Petroleum Product pricing Regulatory Authority (PPPRA) is planning to impose a fee of N2.5b per annum on LPG (Cooking Gas)
Already, Cooking gas sector is deregulated. Nigeria Liquefied Petroleum Gas Association (NLPGA) and NLNG Off-Takers Players are currently fighting a battle of their life to stave-off incursions by the PPPRA on their operations in order to avoid the distortions that have slowed down the growth of the PMS, AGO, DPK, ATK markets.
Gas appears to be a sane alternative for reducing cost in this era of deregulation when all other fuels are going up in the initial reactions to a free market.

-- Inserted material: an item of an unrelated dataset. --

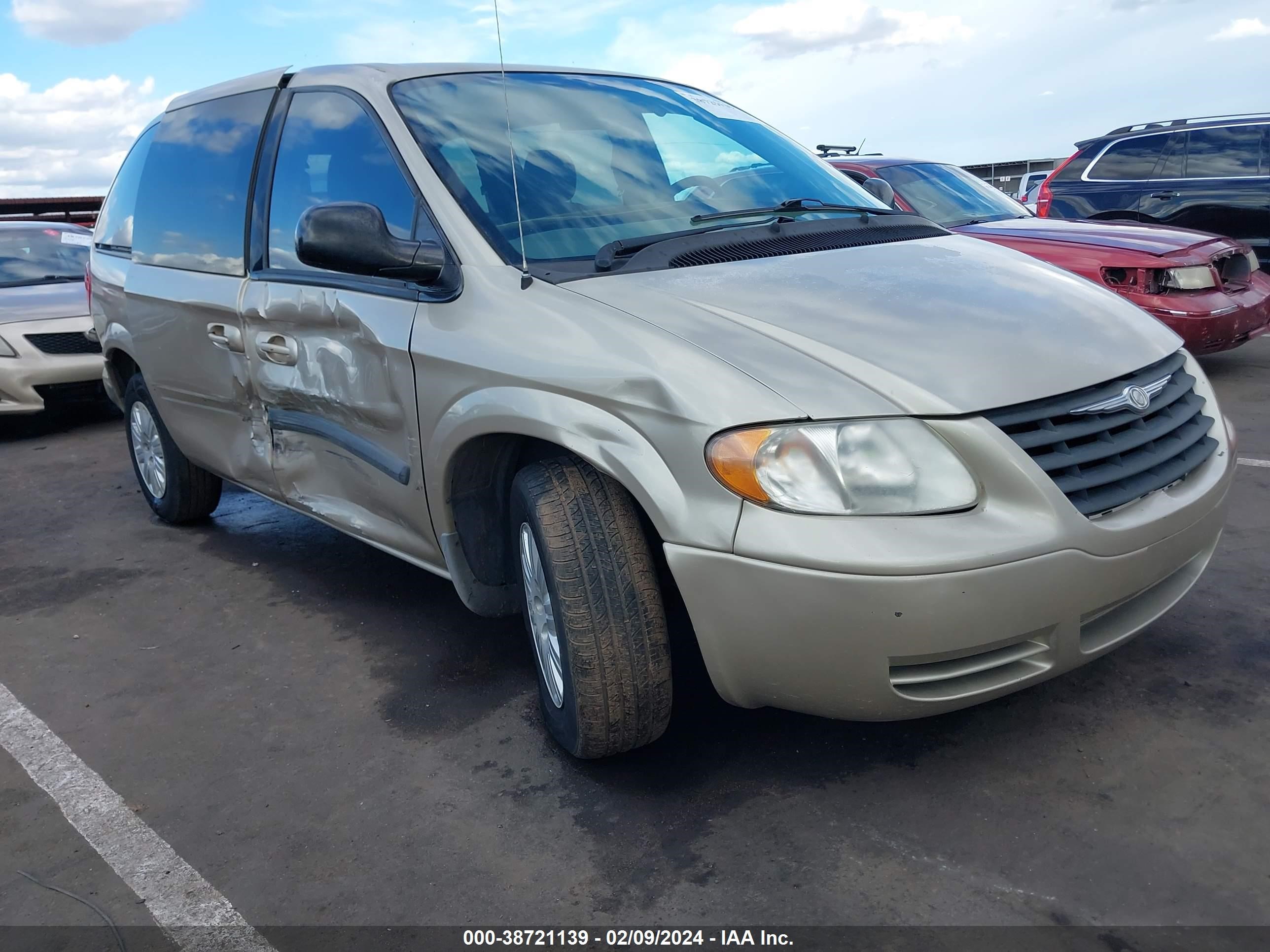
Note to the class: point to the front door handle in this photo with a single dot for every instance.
(277, 348)
(225, 336)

With the PPPRA gradually losing a grip on its traditional space, it is now pursuing a control agenda in Cooking Gas space.
First, PPPRA has tried to take hold of Gas Terminals in Lagos with resistance over the last 3 years. But they are beginning to come in to the sector with control over Stockgap a new Gas Terminal in Port Harcourt.
If PPPRA were to establish their control as a price fixer in the Gas space, the total levies they intend to generate in the sector is put at about N2.5 Billion. And this may lead to price increases in the Cooking Gas space, so government needs to stop PPPRA from this needless incursion.